2012年12月13日 星期四

Talk by Mr. Georg Todtenbier / M10010121 M10110106 M10110108 M10110109 M10110110 M10110113 M10110117 M10110801


Georg gave a brief introduction about his Company, CRE8 DESIGN, and himself before moving on to the main topic of the lecture, Cultivating Failure: Process in product design. He started his career as a stone sculptor after studying Fine Arts, but later found his passion lies more in design, and went on to earn a Master’s degree in Industrial Design at a Bauhaus-founded University in Germany.
His Asian experience started in Japan with a scholarship at the renowned Tama Art University in Tokyo, followed by a subsequent internship at Panasonic, in Osaka.

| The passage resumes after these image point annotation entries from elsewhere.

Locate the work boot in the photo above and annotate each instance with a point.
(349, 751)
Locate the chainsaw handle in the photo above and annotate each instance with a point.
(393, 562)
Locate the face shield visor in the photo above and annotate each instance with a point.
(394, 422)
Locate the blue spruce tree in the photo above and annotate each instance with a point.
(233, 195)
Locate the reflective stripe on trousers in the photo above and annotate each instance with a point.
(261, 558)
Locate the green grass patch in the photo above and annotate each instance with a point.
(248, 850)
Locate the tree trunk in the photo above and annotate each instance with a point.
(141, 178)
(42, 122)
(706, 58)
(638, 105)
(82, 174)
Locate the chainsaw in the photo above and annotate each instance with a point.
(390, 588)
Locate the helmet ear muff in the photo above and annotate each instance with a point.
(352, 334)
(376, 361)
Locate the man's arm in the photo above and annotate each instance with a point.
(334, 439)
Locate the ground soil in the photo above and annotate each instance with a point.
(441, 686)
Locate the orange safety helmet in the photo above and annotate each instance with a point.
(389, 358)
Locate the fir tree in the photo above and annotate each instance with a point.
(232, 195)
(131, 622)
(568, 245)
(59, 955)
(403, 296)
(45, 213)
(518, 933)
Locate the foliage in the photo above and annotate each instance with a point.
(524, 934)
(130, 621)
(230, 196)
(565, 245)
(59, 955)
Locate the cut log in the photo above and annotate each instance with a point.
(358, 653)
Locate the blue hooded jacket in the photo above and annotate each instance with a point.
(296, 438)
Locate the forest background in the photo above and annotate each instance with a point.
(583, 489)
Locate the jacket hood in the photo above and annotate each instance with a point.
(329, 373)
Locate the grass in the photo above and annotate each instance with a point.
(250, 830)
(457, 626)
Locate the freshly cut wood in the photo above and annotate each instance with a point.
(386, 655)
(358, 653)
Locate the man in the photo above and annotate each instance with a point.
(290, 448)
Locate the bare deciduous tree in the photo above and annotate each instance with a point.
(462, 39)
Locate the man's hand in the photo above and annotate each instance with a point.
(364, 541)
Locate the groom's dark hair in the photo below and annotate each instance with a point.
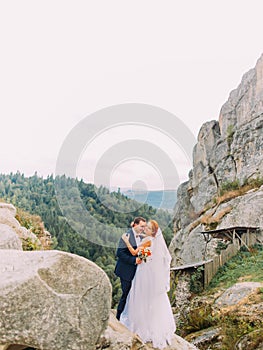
(137, 220)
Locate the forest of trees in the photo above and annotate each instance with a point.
(82, 218)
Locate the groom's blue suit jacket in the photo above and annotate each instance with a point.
(126, 263)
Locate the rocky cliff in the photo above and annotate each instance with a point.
(225, 184)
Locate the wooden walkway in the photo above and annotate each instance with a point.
(237, 237)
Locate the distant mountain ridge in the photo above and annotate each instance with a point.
(162, 199)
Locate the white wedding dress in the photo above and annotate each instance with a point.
(148, 311)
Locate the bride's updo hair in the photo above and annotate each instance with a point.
(155, 227)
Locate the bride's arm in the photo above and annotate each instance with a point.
(144, 244)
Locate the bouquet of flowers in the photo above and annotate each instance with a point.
(144, 253)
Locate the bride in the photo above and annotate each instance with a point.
(148, 312)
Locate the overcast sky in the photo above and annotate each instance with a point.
(64, 60)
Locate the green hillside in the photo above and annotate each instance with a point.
(81, 218)
(165, 199)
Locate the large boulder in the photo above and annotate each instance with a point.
(52, 300)
(228, 153)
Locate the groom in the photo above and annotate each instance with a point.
(127, 263)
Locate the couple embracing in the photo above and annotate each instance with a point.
(143, 266)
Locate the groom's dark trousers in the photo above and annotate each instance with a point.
(125, 269)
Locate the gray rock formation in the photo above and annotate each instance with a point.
(52, 300)
(228, 151)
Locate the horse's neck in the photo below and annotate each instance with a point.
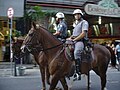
(49, 41)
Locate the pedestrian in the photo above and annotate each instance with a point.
(79, 34)
(61, 32)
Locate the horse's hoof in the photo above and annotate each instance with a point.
(58, 88)
(43, 89)
(105, 88)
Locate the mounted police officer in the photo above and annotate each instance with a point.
(79, 34)
(61, 32)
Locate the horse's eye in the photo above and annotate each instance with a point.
(31, 34)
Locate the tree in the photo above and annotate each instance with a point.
(37, 15)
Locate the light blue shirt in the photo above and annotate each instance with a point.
(81, 26)
(62, 27)
(118, 48)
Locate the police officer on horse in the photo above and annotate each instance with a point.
(61, 31)
(79, 34)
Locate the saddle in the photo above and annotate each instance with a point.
(86, 54)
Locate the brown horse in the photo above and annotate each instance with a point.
(39, 58)
(59, 65)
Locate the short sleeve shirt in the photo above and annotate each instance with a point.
(62, 27)
(81, 26)
(118, 48)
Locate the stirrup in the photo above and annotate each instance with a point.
(77, 77)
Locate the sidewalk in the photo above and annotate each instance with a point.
(7, 71)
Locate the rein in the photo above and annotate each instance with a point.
(49, 48)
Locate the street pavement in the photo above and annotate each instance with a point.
(31, 80)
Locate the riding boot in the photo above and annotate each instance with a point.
(78, 68)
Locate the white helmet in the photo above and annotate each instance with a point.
(77, 11)
(60, 15)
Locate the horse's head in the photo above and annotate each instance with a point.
(31, 41)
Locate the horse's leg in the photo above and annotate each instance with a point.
(88, 80)
(103, 80)
(54, 81)
(47, 76)
(42, 70)
(64, 83)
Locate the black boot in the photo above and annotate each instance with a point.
(78, 67)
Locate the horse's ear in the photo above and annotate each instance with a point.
(34, 25)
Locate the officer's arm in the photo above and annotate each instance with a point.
(57, 33)
(82, 35)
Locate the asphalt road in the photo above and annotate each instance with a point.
(31, 81)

In 2002, he moved to Taiwan, and later joined CRE8 DESIGN, which was founded in 2001 by he Kris Verstockt. As one of the leading design firms in Taiwan, CRE8 employs over 35 people from 6 different countries, with 3 office locations in Taiwan, and 1 in the States for customer contact only. All of CRE8’s design works are done here in Taipei. Their primary expertise lies in Ideation, Visualization, Product Strategy, Product Design, Graphic Design, Package Collateral, Advertising, Branding, Graphic User Interface (GUI), Applications, Webpage Design, Mechanical Engineering, Sourcing, and Product Development. However, they mainly focus on consumer electronic products.
CRE8 has already won more than 30 local and international design awards, including 3 Red Dot and iF Awards in 2012 and 2013 respectively.
Georg introduced some of their very successful designs, particularly the Steel series- WoW Mouse, which were limited in quantity as they were hand-made and each mouse was different from the other. This made it a big hit amongst game lovers, and some even bought them as souvenirs.
He then started the day’s topic by using Apple as an example of a company that practices good product design. Apple is very successful as a company because of their design philosophy. Their products are designed in every aspect, and that design is present in their whole process, which is why their whole user experience is nice.
CRE8 uses a typical design process – Ideate, Concept, Prototype, CAD, Final Design. They sometimes skip the concept/sketching phase and jump right to prototyping in some cases such as mice design, because its a waste of time. At the ideation phase of the design process, they do intense group brainstorming sessions. At the concept stage, they do rapid mass sketching. After some filtering and elimination, the five best ideas are chosen and some touch ups (mostly use Photoshop) are done on them for presentation to the client. They then make some quick and dirty prototypes (mostly use paper or foam). Because the mock-ups show reality, making them prior to doing any 3D rendering saves a lot time.
Because time is very critical for creativity, CRE8 tries to convince clients that getting ideas is a long process and there can be no innovation if the innovation phase of the design process is cut out but most clients are unwilling to pay for the whole process and want high-speed design.
He then used James Dyson as an example to illustrate this explaining how he made over five thousand prototypes over a period of five years before succeeding in his vacuum cleaner. How he employed a trial and error approach and looked at other things for ideas. He highlighted that designers need to “steal” from other products/designs as the famous saying by Picasso goes, “good artists copy, great artists steal”. In other words, designers look for inspiration from other works or at least improve them to be better products.
Because designers don’t have the luxury of time in reality, they need to fail fast and cheap rather than take a big hit in the market. Designers should make failure part of the design process, and be willing to make as many prototypes/failures as possible, learn from them, and solve them. He mentioned how failure is regarded as bad in Asian culture, and “don’t tell the client” syndrome is prevalent. However at CRE8, failure is part of their company culture, and they make reports for prototypes, identifying mistakes, and propose improvements, to present to clients. This tends to create some kind of customer loyalty, and build the reputation of the company. Another value CRE8 has, is that they stay with their clients until manufacturing as a lot of problems arise at this stage.